The attendance records show that the class grew to higher than sixty, but levelled off to a steady attendance of between 35 and 40. It is estimated that approximately 300 children have gone through the class since its beginning. Though the object was to reach children who did not attend any Sunday School, the results reveal that those who attend are in both categories.

The Bible lessons are given in turn by the leaders, these rotate month about; that is, each teacher is responsible for four consecutive lessons. The group was favoured one year by the help of a Christian kindergarten teacher who not only brought new ideas to the hobby class, but who presented the Gospel to the children in an excellent manner. There is need for more such helpers in this work.

The schedule of the Y.M.C.A. includes the activities of the Sunshine Class. It is given publicity by the “Y” in both their printed program and their radio broadcast. The primary public school Principals have also been very generous and helpful by announcing the resumption of the class each Fall, over their P.A. systems. The starting date Is in October, and the classes continue through to the early part of the month of June. The children usually are afforded some special Christmas party, but Christmas 1962 was quite different, it was celebrated by a trip to Homes for Elderly Persons in the district, when bags of Christmas cheer (part of the hobbies) were distributed to the residents. In June a picnic is arranged and special prizes given for regular attendance and memory verses.

The finances are taken care of by a nominal charge of ten cents for each child which is accepted at the time of his enrolment each year. This small fee helps to defray craft expenses, but, of course, the major part of this is made up by the teachers themselves and by donations from other Christians.

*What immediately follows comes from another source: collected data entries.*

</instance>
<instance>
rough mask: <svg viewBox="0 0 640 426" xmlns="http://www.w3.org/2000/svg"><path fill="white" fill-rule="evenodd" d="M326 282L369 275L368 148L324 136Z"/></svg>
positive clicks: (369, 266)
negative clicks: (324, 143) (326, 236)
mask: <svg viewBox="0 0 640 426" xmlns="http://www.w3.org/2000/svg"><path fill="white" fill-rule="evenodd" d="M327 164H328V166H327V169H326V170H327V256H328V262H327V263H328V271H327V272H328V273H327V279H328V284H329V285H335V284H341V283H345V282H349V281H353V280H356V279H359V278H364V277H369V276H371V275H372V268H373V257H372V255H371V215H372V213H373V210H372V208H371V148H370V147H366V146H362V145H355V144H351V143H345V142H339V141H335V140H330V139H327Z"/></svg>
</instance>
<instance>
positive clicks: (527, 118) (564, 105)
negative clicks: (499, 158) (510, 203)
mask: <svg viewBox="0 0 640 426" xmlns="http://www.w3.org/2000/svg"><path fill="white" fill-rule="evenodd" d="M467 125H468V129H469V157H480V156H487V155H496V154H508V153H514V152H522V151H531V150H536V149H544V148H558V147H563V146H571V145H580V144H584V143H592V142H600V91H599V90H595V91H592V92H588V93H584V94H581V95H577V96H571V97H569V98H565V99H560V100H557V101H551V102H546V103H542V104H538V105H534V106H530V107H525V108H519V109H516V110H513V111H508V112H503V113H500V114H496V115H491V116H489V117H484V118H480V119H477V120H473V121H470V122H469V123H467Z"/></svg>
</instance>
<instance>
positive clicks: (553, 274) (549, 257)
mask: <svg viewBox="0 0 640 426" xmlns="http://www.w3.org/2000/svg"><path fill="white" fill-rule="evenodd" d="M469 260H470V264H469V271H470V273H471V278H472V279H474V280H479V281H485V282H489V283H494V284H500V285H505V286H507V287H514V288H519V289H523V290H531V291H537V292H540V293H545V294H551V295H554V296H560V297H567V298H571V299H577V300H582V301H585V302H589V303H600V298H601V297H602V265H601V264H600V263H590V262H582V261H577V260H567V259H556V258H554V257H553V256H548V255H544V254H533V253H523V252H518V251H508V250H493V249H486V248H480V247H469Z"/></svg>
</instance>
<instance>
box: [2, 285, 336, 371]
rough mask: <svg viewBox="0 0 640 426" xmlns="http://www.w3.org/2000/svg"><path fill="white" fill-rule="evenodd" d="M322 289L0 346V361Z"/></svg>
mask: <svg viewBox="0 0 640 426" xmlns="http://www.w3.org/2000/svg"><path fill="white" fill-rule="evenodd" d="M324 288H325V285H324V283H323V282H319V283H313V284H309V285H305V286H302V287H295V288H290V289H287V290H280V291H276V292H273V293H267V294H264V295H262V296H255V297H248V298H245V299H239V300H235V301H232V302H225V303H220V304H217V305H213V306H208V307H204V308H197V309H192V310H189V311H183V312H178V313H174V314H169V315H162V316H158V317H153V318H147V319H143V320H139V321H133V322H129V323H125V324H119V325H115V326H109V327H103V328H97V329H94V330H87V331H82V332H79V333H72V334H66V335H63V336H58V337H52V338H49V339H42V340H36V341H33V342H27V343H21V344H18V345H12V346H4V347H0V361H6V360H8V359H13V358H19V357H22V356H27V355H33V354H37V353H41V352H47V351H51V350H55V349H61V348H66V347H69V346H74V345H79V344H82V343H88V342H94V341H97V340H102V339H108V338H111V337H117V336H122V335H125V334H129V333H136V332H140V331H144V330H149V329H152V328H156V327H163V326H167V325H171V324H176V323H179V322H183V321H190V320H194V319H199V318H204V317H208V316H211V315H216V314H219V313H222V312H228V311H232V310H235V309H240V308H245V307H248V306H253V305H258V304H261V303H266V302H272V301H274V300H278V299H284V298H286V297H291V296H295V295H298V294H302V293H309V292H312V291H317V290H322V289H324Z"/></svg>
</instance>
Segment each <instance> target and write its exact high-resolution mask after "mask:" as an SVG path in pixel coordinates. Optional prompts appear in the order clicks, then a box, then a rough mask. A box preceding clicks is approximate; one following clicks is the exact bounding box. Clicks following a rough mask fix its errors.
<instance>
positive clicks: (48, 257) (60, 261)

Now in its fifth year, many children who began with the Sunshine Class are in High School, and although they are enveloped in other activities, and have left Sunshiners behind, they take the Word of God in their hearts; that Word that is still the power of God unto salvation to every one that believeth. It is encouraging to the sisters engaged in this work to know that many of these young people are true believers; their prayers follow them that they may prove themselves to be true witnesses for the Lord Jesus. May each child thus reached be throughout life a genuine disciple of the Blessed One who said, “Suffer the little children, and forbid them not, to come unto Me, for of such is the Kingdom of Heaven” (Matt. 19:14).